Use the review controls honestly: score the visible dimensions, answer Quick Review, add Human Guidance scores when useful, write a short note when context matters, and flag senior review when uncertain or concerned. Escalate when Lucia may have overclaimed, created risk, missed a sensitive human moment, or revealed a pattern worth turning into reusable learning.
Good feedback examples
Good notes say what happened and why it matters. One useful sentence beats a long explanation that hides the signal.
Intent miss: the user said they felt out of the loop, but Lucia gave a generic capability menu instead of narrowing the next step.

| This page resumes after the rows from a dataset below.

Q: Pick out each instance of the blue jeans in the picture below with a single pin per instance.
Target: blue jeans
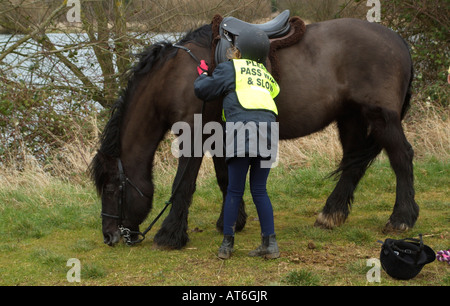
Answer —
(237, 173)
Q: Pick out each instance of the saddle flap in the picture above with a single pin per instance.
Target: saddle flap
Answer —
(277, 27)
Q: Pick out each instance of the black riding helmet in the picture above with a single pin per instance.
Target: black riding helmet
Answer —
(405, 258)
(253, 44)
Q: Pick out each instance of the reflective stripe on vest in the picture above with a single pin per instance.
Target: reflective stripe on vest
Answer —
(255, 87)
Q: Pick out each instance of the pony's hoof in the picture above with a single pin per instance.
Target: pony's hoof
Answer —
(330, 221)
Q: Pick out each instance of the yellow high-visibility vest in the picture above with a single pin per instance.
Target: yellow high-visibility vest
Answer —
(255, 87)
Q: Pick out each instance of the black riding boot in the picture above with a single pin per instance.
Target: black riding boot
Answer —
(268, 248)
(226, 248)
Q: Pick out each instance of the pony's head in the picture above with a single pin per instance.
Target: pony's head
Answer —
(124, 204)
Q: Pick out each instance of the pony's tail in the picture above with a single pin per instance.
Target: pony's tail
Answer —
(407, 101)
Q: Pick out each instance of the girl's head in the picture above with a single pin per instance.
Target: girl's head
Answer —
(233, 53)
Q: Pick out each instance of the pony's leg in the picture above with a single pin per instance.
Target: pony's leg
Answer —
(222, 179)
(358, 152)
(389, 133)
(173, 232)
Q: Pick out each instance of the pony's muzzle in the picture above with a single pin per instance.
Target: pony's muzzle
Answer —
(111, 238)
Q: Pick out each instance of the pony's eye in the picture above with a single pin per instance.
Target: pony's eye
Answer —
(109, 188)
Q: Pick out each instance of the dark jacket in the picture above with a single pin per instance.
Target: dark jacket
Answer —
(222, 83)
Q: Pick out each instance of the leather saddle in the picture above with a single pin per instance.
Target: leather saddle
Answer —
(230, 28)
(283, 31)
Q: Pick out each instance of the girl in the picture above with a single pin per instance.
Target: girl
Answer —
(248, 90)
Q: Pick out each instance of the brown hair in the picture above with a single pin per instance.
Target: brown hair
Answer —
(233, 53)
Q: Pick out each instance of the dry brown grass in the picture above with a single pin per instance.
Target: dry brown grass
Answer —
(428, 130)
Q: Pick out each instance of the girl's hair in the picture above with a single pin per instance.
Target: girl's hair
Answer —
(233, 53)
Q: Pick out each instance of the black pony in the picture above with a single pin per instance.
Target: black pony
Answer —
(350, 71)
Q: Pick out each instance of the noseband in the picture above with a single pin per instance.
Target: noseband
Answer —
(124, 181)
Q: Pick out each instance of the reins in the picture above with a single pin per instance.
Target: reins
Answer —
(126, 232)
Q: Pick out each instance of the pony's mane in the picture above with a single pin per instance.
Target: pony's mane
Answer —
(152, 58)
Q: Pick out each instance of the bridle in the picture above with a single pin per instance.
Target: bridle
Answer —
(126, 233)
(124, 181)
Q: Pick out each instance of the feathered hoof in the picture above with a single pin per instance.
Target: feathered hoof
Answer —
(390, 228)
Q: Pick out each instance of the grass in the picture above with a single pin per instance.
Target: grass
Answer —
(46, 221)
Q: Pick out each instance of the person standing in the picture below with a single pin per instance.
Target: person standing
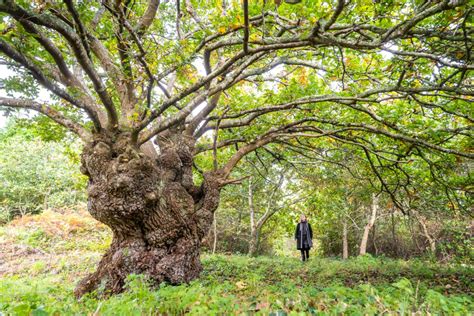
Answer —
(304, 237)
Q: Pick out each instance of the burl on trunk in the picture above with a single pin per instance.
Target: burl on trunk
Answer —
(157, 215)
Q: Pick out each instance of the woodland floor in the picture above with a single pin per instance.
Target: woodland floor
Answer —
(43, 256)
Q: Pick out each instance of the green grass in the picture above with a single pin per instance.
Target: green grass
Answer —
(47, 254)
(238, 284)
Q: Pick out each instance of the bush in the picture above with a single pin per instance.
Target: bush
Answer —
(36, 175)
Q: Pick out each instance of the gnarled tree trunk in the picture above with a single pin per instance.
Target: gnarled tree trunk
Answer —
(157, 216)
(370, 224)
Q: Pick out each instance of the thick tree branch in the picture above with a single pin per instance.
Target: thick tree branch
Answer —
(56, 116)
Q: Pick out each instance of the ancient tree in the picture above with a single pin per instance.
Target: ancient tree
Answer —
(150, 86)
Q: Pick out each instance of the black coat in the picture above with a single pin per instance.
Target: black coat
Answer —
(299, 237)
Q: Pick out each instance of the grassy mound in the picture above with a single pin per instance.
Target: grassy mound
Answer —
(44, 255)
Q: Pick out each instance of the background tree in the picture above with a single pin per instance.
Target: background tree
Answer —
(389, 78)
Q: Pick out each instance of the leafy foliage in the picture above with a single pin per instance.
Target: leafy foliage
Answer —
(37, 174)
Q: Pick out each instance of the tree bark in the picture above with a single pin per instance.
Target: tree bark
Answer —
(370, 224)
(253, 227)
(428, 236)
(345, 247)
(214, 244)
(157, 216)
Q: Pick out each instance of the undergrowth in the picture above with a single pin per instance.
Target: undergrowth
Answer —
(46, 254)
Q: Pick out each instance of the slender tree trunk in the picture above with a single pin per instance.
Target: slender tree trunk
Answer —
(394, 235)
(431, 241)
(345, 246)
(214, 246)
(157, 216)
(370, 224)
(253, 227)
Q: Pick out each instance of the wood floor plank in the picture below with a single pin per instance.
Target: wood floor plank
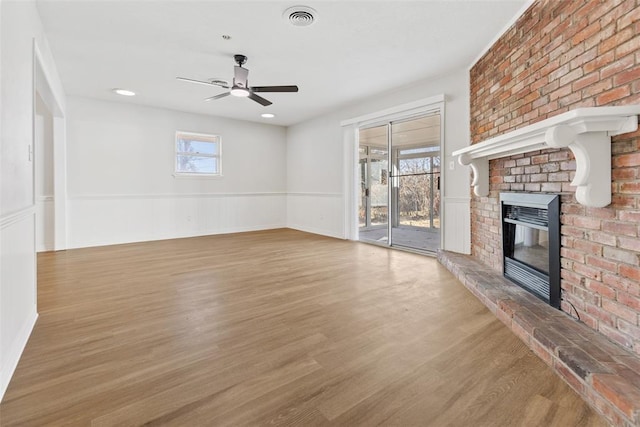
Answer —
(274, 327)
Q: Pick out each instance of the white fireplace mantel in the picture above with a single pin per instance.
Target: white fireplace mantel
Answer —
(586, 132)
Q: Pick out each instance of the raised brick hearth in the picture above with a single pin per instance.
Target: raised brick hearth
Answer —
(561, 56)
(606, 375)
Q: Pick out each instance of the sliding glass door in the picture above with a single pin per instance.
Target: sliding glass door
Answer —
(400, 183)
(374, 184)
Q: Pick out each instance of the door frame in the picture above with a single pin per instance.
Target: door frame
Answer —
(351, 165)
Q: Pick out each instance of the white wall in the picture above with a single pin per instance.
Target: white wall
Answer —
(315, 156)
(44, 177)
(120, 175)
(19, 26)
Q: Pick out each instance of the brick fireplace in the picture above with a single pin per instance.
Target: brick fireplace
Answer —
(557, 58)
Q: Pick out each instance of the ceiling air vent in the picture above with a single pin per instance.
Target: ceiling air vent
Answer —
(300, 16)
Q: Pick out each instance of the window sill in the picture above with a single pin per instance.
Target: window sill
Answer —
(196, 176)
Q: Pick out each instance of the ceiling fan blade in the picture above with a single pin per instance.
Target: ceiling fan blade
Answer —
(216, 83)
(259, 99)
(222, 95)
(290, 88)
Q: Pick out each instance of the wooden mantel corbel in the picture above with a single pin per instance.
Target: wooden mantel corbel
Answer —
(586, 132)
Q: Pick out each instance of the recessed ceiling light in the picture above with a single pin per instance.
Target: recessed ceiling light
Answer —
(123, 92)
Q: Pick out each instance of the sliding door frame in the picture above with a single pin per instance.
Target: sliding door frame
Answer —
(413, 111)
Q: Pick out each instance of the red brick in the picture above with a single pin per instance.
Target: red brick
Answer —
(620, 310)
(620, 255)
(572, 255)
(587, 271)
(629, 18)
(630, 216)
(629, 187)
(587, 222)
(630, 272)
(626, 76)
(603, 263)
(629, 243)
(613, 95)
(601, 289)
(629, 301)
(588, 247)
(617, 282)
(625, 160)
(585, 81)
(616, 40)
(628, 47)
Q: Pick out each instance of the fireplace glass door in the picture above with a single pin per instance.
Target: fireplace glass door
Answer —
(531, 246)
(531, 243)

Names the failure, points to the prompt, explains the problem, and gives the team something to fix.
Strong pass: Lucia acknowledged the operator's stress, gave one clear first move, and avoided pretending the issue was already solved.
Use when the response should be repeated as a pattern.
Borderline: useful direction, but too much scanning. The first action should be earlier and more specific.
Use when the response has value but needs refinement.
Fail: Lucia sounded warm but did not answer the operational question. The user still wouldn't know what to do next.
Use when the response misses the job even if it sounds pleasant.
Needs senior review: possible overclaim. Lucia implies confirmation without evidence in the prompt or run context.
Use when the risk needs a more experienced reviewer.
One useful sentence is better than a long explanation that hides the signal.
Lead with the signal. Let the score and the note do one job each.
What not to do
First-assignment checklist
Reach an owner/admin when a route is blocked, you see an untrained surface, a run isn't yours, Lucia may overclaim, a prompt involves money, safety, or guest trust, or you're unsure whether to pass, fail, or escalate.
When you ask, include: the route you were on, the run/session ID, the prompt, what you expected, what happened, and whether you'd already saved or finalized.
Good evaluation signal depends on honest uncertainty.